First, it reads the properties file, runs each listed asset through the YUI Compressor, and then aggregates the result. Finally, it overwrites agg.js.cfm (from above) with one that contains a single LINK/SCRIPT element to the aggregation result. End result is a single aggregated, compressed asset in production for speed, and separate uncompressed assets in development for easy debugging.

Edit: Do note that you'll need both the ant-contrib package and the YUI Compressor JARs to be installed into Ant for this to work.

S3 is Sweet (One App Down)

This weekend I ported my big filesystem-based app to S3, and it went like a dream. It's a image-management application, with all the actual images stored on disk. In addition to the standard import/edit/delete, the app provides automatic on-the-fly thumbnail generation, along with primitive editing capabilities (crop, resize, rotate, etc.). With images on local disk, that's all really easy: read them in, do whatever, write them back out. I figured using S3 would make things both more cumbersome and less performant. Both suspicions turned out to be unwarranted.

Building on the 's3Url' UDF that I published last week, I whipped up a little CFC to manage file storage on S3 with a very simple API. It has s3Url, putFileOnS3, getFileFromS3, s3FileExists, and deleteS3File methods, which all do about what you'd expect. You can grab the code here: amazons3.cfc.txt (make sure you remove the ".txt" extension) or visit the project page. It uses the simple HTTP-based interface, so after the authentication is handled, it's all very simple and fast. I haven't looked at the SOAP interface - why bother complicating a simple task?

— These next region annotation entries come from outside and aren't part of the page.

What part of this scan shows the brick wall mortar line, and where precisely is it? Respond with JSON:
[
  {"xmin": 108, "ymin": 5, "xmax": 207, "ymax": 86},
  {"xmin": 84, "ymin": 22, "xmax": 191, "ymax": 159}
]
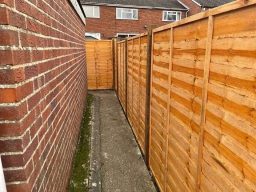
[
  {"xmin": 28, "ymin": 65, "xmax": 85, "ymax": 188},
  {"xmin": 0, "ymin": 55, "xmax": 83, "ymax": 134},
  {"xmin": 0, "ymin": 25, "xmax": 83, "ymax": 45},
  {"xmin": 0, "ymin": 51, "xmax": 84, "ymax": 90},
  {"xmin": 0, "ymin": 1, "xmax": 85, "ymax": 40},
  {"xmin": 0, "ymin": 62, "xmax": 81, "ymax": 174}
]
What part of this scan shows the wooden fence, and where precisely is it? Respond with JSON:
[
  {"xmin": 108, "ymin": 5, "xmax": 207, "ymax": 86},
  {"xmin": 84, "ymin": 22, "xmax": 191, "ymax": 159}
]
[
  {"xmin": 117, "ymin": 0, "xmax": 256, "ymax": 192},
  {"xmin": 85, "ymin": 40, "xmax": 114, "ymax": 90}
]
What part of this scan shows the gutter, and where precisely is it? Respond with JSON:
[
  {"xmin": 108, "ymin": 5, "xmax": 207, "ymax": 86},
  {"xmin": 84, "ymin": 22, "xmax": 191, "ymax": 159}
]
[
  {"xmin": 69, "ymin": 0, "xmax": 86, "ymax": 25},
  {"xmin": 82, "ymin": 3, "xmax": 188, "ymax": 11},
  {"xmin": 178, "ymin": 0, "xmax": 190, "ymax": 17}
]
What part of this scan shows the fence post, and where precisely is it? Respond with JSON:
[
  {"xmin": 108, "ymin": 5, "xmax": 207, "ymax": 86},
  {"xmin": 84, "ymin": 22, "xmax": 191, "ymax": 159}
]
[
  {"xmin": 145, "ymin": 26, "xmax": 153, "ymax": 168},
  {"xmin": 124, "ymin": 39, "xmax": 128, "ymax": 116},
  {"xmin": 112, "ymin": 38, "xmax": 116, "ymax": 90},
  {"xmin": 0, "ymin": 156, "xmax": 6, "ymax": 192},
  {"xmin": 196, "ymin": 16, "xmax": 213, "ymax": 191}
]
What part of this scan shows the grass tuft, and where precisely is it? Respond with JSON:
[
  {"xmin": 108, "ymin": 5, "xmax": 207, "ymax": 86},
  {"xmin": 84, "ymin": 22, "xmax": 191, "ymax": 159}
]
[{"xmin": 68, "ymin": 94, "xmax": 93, "ymax": 192}]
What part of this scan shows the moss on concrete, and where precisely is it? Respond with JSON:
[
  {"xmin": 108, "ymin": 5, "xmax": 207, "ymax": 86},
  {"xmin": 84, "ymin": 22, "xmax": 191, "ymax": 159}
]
[{"xmin": 68, "ymin": 94, "xmax": 93, "ymax": 192}]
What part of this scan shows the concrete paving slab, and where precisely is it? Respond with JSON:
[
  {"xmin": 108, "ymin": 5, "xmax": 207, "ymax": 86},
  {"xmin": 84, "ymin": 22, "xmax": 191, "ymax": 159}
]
[{"xmin": 90, "ymin": 91, "xmax": 156, "ymax": 192}]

With that CFC (and an application-specific wrapper to take care of some path-related transforms), porting the whole app took about two hours. I also realized after I was mostly done that the CF image tools accept URLs as well as files, so I switched my image reads to just use URLs instead of pulling the file local and reading it from disk.

As for moving all the actual content, S3Sync was a champ, moving about 4.5GB of data from my Cari server to S3 in a few hours, including gracefully handling a couple errors raised by S3 (which a retry - performed automatically - solved), and a stop/restart in the middle. Total cost: about 65 cents.

Next is porting the blogs, including all the Picasa-based galleries. Unfortunately, that means writing PHP, but with how easy the CF stuff was, I don't think it'll be too much effort.